SHANGHAI, Dec 13 (SMM) –Hoshine Silicon, a Zhejiang-headquartered major silicon producer in China, will build 800,000 mt/year of silicon metal capacity in Zhaotong, Yunnan province.
Although electrical power costs in Zhaotong are higher compared with other cities in Yunnan, sustainable availability of high-grade silicon ore has made Zhaotong ideal for investment, amid supply tightness of high-quality ore in China.
Yunnan currently has an annualised designed capacity of 1.3 million mt, located mostly in the western part of the province, including Dehong, Baoshan, Nujiang, and Lincang that boast rich hydro-power resources.
The capacity utilisation rate, however, stands at low levels in Yunnan due to maintenance and dry season issues. The monthly average operating rate at silicon producers in the province stood at 46% in 2018.
China’s silicon industry features low concentration ratios, as small and medium-scale producers with a capacity below 40,000 mt/year accounted for 89% in terms of number and 53% in terms of production capacity of the total silicon producers in China.
Silicon plants in Yunnan are mostly of medium-scale with an annualised capacity of 20,000 mt, invested by companies in Fujian and Zhejiang provinces before 2010. The past decade saw limited silicon capacity addition and expansion projects in Yunnan.
The opportunity of expansion/merger of Yunnan's existing small and medium-scale silicon companies came even smaller as the local implementation of desulfurisation methods over the past two years, ahead of other major silicon production areas in China, increased the cost of investment by around 10%.
Silicon metal can be categorised into metallurgical-grade and chemical-grade products based on downstream applications. Metallurgical-grade silicon, used to produce aluminum alloy, also sees limited chances of new investment due to demand bottleneck in the downstream car market, which is the main consumer of silicon-aluminium alloy. Besides, silicon accounts for only 3-7% of the feedstock to make silicon-aluminium alloy.
There will be more opportunities to invest in chemical-grade silicon on the back of the domestic shortage of high-quality ore and the trend in demand growth. Chemical-grade silicon is used mostly in organ silicon monomer and polysilicon, which have higher requirements for the stability and composition element of raw materials.
For instance, chemical-grade silicon metal has to reach certain standards of content regarding not only main impurities such as iron, aluminium, and calcium, but also trace elements like phosphorus, boron, titanium, and carbon.
On the policy front, major production areas such as Yunnan and Xinjiang have imposed controls on the total silicon capacity, but a national-level production quota scheme has not been introduced. Yunnan aims to control silicon metal capacity within the province below 1.3 million mt/year by 2020, while boosting production and capacity of the top five producers to above half of the market share.
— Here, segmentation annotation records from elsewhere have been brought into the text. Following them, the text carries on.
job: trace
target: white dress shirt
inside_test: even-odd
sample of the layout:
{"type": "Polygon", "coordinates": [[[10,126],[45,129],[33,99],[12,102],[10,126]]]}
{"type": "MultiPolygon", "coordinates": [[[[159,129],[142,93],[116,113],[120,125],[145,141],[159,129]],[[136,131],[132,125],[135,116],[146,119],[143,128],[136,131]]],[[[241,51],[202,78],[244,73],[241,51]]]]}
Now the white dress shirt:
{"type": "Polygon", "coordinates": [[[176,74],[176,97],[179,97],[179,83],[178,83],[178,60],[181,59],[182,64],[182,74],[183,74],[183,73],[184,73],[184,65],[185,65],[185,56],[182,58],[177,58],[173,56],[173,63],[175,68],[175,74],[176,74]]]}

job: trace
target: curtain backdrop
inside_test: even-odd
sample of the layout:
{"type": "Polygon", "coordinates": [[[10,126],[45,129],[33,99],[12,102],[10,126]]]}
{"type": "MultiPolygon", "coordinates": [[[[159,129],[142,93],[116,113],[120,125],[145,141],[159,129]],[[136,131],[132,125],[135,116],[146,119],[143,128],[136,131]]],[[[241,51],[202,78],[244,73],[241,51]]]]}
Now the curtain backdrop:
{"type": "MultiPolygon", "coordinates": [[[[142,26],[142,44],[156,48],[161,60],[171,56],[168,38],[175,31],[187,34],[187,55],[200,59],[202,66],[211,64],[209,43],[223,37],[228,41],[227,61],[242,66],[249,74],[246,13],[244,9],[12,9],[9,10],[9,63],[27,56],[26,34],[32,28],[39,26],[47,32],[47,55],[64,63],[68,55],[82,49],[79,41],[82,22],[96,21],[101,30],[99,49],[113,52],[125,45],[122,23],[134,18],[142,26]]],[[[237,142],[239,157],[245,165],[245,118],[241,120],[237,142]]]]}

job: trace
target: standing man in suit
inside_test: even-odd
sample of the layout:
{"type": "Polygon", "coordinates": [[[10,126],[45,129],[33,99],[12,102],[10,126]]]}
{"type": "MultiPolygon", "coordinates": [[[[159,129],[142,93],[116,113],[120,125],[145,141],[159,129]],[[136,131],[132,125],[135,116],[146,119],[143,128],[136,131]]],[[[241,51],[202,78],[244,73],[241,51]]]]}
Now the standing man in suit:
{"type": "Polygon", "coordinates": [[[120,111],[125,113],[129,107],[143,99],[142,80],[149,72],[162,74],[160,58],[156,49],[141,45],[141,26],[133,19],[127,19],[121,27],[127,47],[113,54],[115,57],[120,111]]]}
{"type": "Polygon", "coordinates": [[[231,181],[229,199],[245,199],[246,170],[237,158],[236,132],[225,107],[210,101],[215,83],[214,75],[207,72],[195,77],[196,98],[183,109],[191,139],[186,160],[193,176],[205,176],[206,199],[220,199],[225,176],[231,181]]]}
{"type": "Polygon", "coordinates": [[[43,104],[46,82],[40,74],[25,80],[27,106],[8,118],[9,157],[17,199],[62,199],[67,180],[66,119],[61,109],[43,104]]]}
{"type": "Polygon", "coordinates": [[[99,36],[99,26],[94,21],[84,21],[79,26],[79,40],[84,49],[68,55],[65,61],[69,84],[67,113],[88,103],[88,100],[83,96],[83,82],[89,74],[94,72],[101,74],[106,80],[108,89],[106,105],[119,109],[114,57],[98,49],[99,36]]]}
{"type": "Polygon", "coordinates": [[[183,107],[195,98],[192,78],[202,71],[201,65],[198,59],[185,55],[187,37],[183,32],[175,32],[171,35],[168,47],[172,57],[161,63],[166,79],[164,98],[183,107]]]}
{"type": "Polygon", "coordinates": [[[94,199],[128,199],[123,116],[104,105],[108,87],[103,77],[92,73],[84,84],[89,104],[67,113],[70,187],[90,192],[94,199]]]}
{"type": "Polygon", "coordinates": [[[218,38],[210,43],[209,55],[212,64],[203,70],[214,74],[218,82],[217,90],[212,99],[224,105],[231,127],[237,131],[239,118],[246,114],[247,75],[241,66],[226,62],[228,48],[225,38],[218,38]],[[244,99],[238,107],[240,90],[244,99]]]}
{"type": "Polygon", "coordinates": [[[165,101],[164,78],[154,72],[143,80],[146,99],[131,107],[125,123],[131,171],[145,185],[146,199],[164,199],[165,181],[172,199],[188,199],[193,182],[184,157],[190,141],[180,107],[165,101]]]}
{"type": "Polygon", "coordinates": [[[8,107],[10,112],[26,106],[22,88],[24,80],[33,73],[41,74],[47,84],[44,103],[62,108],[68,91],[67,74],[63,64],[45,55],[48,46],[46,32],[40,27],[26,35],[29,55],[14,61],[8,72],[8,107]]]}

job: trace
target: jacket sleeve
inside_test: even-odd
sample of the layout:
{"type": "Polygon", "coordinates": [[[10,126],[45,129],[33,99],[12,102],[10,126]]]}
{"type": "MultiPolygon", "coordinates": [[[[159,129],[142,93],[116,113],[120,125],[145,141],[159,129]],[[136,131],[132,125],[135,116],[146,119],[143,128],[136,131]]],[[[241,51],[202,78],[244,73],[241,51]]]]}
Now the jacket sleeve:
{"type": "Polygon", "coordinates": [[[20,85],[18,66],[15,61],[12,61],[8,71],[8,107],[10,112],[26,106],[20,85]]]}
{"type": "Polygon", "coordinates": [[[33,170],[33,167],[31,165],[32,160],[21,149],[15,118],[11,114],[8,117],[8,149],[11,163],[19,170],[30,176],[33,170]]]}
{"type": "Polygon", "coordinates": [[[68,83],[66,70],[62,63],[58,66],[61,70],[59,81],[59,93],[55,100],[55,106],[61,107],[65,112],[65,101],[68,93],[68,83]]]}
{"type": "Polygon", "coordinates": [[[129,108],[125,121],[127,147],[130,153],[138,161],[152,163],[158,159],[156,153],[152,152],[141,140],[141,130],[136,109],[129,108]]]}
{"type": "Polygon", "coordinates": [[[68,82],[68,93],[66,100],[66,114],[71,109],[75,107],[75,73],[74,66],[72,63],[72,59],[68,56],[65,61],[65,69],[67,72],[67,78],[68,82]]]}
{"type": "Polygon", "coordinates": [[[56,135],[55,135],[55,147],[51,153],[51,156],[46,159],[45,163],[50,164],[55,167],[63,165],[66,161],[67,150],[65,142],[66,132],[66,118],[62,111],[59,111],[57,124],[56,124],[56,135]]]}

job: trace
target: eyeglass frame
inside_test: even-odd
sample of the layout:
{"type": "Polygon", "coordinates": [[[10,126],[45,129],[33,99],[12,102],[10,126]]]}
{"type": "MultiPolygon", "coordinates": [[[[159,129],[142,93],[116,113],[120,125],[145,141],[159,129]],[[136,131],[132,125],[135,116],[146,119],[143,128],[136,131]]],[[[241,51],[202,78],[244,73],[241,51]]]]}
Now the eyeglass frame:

New silicon projects in Yunnan should be equipped with downstream facilities to obtain government approval.
Xinjiang enjoys the advantages of lower electricity prices and thermal power plants that could guarantee production all year round without the impact of seasonality. In terms of production capacity, Xinjiang has surpassed Yunnan to become the top silicon metal producer in China in 2015.
Addition of silicon capacity and construction of new self-owned power plants in Xinjiang face greater restrictions since 2018 as Xinjiang shifted its focus to high-level development.
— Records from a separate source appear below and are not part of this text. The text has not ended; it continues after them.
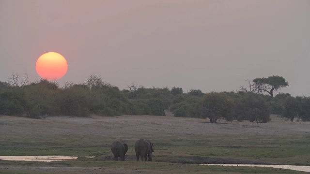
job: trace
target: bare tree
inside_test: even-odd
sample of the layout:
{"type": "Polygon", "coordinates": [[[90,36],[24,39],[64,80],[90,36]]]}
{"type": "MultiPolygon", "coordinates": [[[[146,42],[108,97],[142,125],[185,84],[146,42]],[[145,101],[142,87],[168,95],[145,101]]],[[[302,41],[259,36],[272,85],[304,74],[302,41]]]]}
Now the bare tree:
{"type": "Polygon", "coordinates": [[[273,91],[280,90],[289,86],[289,84],[282,76],[273,75],[268,78],[257,78],[251,83],[248,79],[246,80],[248,86],[241,86],[239,91],[252,92],[255,93],[267,92],[273,98],[273,91]]]}
{"type": "Polygon", "coordinates": [[[126,85],[126,86],[127,86],[126,87],[129,89],[129,90],[130,91],[134,91],[137,90],[137,89],[138,89],[139,88],[138,85],[135,84],[133,83],[130,85],[126,85]]]}
{"type": "MultiPolygon", "coordinates": [[[[245,87],[244,87],[242,85],[240,86],[239,91],[243,91],[246,92],[252,92],[256,93],[255,92],[255,89],[254,87],[255,84],[253,82],[251,83],[250,80],[248,79],[247,79],[247,80],[245,80],[245,81],[248,83],[248,86],[245,87]]],[[[236,89],[236,91],[238,92],[238,91],[236,89]]]]}
{"type": "Polygon", "coordinates": [[[87,85],[90,89],[94,89],[104,86],[112,86],[109,83],[104,82],[101,77],[98,77],[95,75],[91,75],[84,84],[87,85]]]}
{"type": "Polygon", "coordinates": [[[22,87],[25,85],[28,85],[30,83],[30,82],[28,80],[28,74],[25,74],[25,79],[22,78],[19,82],[20,76],[18,73],[13,72],[11,75],[11,77],[8,77],[9,80],[6,82],[10,84],[11,86],[14,87],[22,87]]]}

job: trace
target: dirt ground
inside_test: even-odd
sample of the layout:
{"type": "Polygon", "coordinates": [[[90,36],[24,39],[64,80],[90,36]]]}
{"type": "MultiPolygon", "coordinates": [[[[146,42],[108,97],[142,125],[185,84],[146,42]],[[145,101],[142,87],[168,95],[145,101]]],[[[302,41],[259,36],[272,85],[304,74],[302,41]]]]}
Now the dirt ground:
{"type": "MultiPolygon", "coordinates": [[[[310,136],[310,122],[291,122],[282,119],[275,115],[272,116],[272,120],[266,123],[235,121],[230,122],[221,120],[218,120],[218,123],[215,124],[209,123],[208,119],[175,117],[169,113],[167,114],[168,116],[122,116],[103,117],[92,116],[90,117],[79,117],[59,116],[43,117],[41,119],[0,116],[0,132],[1,132],[0,139],[5,138],[5,136],[7,137],[16,135],[21,136],[23,134],[28,136],[30,134],[33,134],[33,136],[39,135],[42,136],[80,134],[81,135],[93,135],[99,137],[110,137],[112,135],[124,134],[124,132],[135,132],[132,135],[128,134],[128,136],[126,136],[125,138],[130,141],[140,138],[142,135],[144,138],[150,139],[154,137],[165,138],[172,136],[174,137],[230,135],[310,136]],[[83,131],[78,130],[81,129],[83,131]]],[[[122,138],[124,139],[124,137],[122,138]]],[[[127,158],[134,159],[135,157],[129,156],[127,158]]],[[[207,160],[205,158],[202,160],[207,160]]],[[[215,160],[211,158],[208,160],[215,160]]],[[[180,163],[196,162],[189,162],[191,159],[189,160],[180,163]]],[[[207,161],[204,162],[207,162],[207,161]]],[[[241,161],[237,162],[238,163],[243,163],[241,161]]],[[[4,169],[3,167],[0,167],[0,171],[4,169]]],[[[94,170],[92,168],[91,169],[89,168],[71,168],[62,167],[11,167],[10,170],[11,171],[12,170],[34,170],[40,171],[42,171],[41,169],[48,169],[50,170],[51,172],[59,171],[65,173],[67,170],[71,172],[86,172],[90,170],[93,172],[94,170]]],[[[96,172],[98,172],[101,169],[97,169],[96,172]]],[[[108,171],[106,170],[105,172],[108,171]]]]}

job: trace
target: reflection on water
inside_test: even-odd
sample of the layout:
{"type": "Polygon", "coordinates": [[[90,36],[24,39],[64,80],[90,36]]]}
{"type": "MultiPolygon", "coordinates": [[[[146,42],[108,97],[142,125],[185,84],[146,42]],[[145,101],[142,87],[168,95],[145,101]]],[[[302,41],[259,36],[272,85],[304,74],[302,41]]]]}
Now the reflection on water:
{"type": "Polygon", "coordinates": [[[50,162],[55,161],[62,161],[65,160],[76,160],[78,157],[69,156],[0,156],[0,160],[18,161],[33,161],[50,162]]]}
{"type": "Polygon", "coordinates": [[[247,167],[264,167],[279,169],[293,170],[298,171],[310,172],[310,166],[294,166],[289,165],[264,165],[264,164],[206,164],[202,165],[220,165],[223,166],[247,166],[247,167]]]}

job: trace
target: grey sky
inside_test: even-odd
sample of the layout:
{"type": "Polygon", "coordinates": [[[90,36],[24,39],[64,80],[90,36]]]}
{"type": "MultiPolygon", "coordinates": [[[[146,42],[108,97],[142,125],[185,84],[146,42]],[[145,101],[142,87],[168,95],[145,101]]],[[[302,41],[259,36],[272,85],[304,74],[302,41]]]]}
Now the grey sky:
{"type": "Polygon", "coordinates": [[[40,77],[35,62],[67,59],[58,80],[91,74],[120,89],[233,91],[278,75],[310,96],[310,0],[0,0],[0,81],[40,77]]]}

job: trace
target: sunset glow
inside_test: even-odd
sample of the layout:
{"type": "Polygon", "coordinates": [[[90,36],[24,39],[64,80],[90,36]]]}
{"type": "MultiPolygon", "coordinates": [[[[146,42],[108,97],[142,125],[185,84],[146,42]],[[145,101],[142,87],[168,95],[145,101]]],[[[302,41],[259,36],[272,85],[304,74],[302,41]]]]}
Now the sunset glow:
{"type": "Polygon", "coordinates": [[[35,69],[40,76],[48,80],[62,78],[68,70],[68,64],[59,53],[48,52],[41,55],[37,60],[35,69]]]}

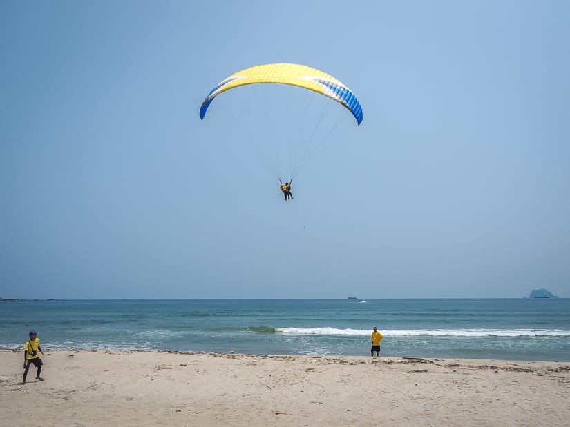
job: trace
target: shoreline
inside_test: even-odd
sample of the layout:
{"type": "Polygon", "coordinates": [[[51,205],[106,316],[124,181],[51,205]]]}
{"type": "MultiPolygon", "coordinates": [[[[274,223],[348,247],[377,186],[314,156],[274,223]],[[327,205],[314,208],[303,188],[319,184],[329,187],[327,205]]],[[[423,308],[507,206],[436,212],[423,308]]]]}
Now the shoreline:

As a total 2 million mt silicon metal capacity quotas were all issued in Xinjiang, large companies are mulling acquisition or replacement of unrealised quotas for their further expansion.
Besides capacity quotas, limitations on carbon emissions in each province will also be closely monitored.
Some silicon producers in Xinjiang were forced to cut or halt production due to depletion of carbon emissions quotas, a SMM survey showed. Some silicon mills in Fujian even purchased emissions quotas to extend production.
A severe mismatch between the production capacity and carbon emission quotas has been seen across silicon production areas in China.